Memory on array element assignment

I am writing some sort of histogramming function and am having trouble with bad performance due to dynamic allocations in each assignment. It boils down to the following simple problem:

julia> a=zeros(UInt16,1000000);

julia> @time for n=1:size(a,1); a[n]=mod(n,10);end
  0.169991 seconds (3.00 M allocations: 61.067 MiB, 52.07% gc time, 1.82% compilation time)

julia> @time for n=1:1000000; a[n]=mod(n,10);end
  0.022683 seconds (999.49 k allocations: 15.251 MiB)

Is there a way to avoid the 3 Million allocations in the middle example?

Seems like you’re just seeing the usual performance issues with global variables: Performance Tips · The Julia Language

What happens if you avoid global variables?

2 Likes
julia> function foo()
       b=zeros(UInt16,1000000);
       for n=1:size(b,1)
          b[n]=mod(n,10)
       end
       end
foo (generic function with 1 method)


julia> @time foo()
  0.002235 seconds (2 allocations: 1.907 MiB)

Seems like you are right.

1 Like

So I tried to dig deeper and it turned out that a datatype argument is at the bottom of my problem:

julia> function foo(dtype = UInt32)
              b=zeros(dtype,350,20,1,128);
              for n = 1:length(b)
                 b[n] = one(dtype) 
              end
       end
foo (generic function with 2 methods)

julia> @time foo()
  0.085849 seconds (895.49 k allocations: 17.082 MiB, 7.75% gc time)

If you replace the dtype directly by UInt32 the allocations are gone. I guess this should be handled via an proper explicit dispatch, but it is a bit odd that these allocations are appearing.
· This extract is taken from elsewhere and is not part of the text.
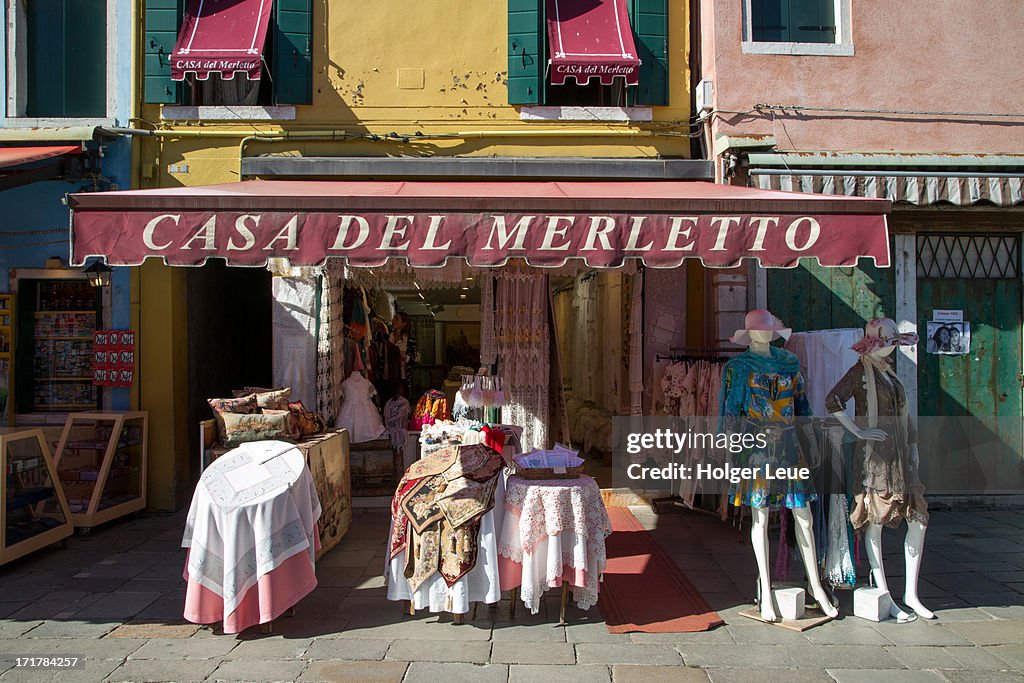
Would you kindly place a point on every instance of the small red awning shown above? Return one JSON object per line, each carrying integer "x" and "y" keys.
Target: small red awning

At first I thought that foo was type-unstable, but since it always returns nothing::Nothing, I don’t think that satisfies the definition of type-instability. However, if you modify the function to accept a number of a specific type, then the allocation also goes away:

julia> function foo2(x = one(UInt32))
           dtype = typeof(x)
           b=zeros(dtype,350,20,1,128)
           for n = 1:length(b)
               b[n] = one(dtype)
           end
       end
foo2 (generic function with 2 methods)

julia> foo2(); @time foo2()
  0.000715 seconds (3 allocations: 3.418 MiB)

julia> foo2(1.0); @time foo2(1.0)
  0.001424 seconds (3 allocations: 6.836 MiB)
1 Like

The correct signature is

function foo(::Type{T}) where {T}

Otherwise, you will not get method specialization, and you’ll just get a generic method foo(::DataType)

5 Likes

BTW, this function returns nothing, and has no effects that are observable from the outside. In principle, it can be simplified to

foo(dtype) = nothing

To be sure some work really happens, return the array.

1 Like

https://docs.julialang.org/en/v1/manual/performance-tips/#Be-aware-of-when-Julia-avoids-specializing

As a heuristic, Julia avoids automatically specializing on argument type parameters in three specific cases: Type , Function , and Vararg . Julia will always specialize when the argument is used within the method, but not if the argument is just passed through to another function. This usually has no performance impact at runtime and improves compiler performance. If you find it does have a performance impact at runtime in your case, you can trigger specialization by adding a type parameter to the method declaration.

2 Likes

You are right, but then it is all the more surprising that the function causes so many allocations. If you return b, you also obtain these allocations.

Interesting point. However it is still a bit unclear, why allocations result by just this simple assignment. Is this really unavoidable due to the resulting dynamic typing?

I didn’t mean to say that the compiler converts the program to do nothing, only that it could, in principle, do that in the not-so-distant future.

Not sure I understand the question correctly, but I don’t think this has to do with assignment. The allocations occur when allocating and initializing the array, b, and when subsequently updating its elements.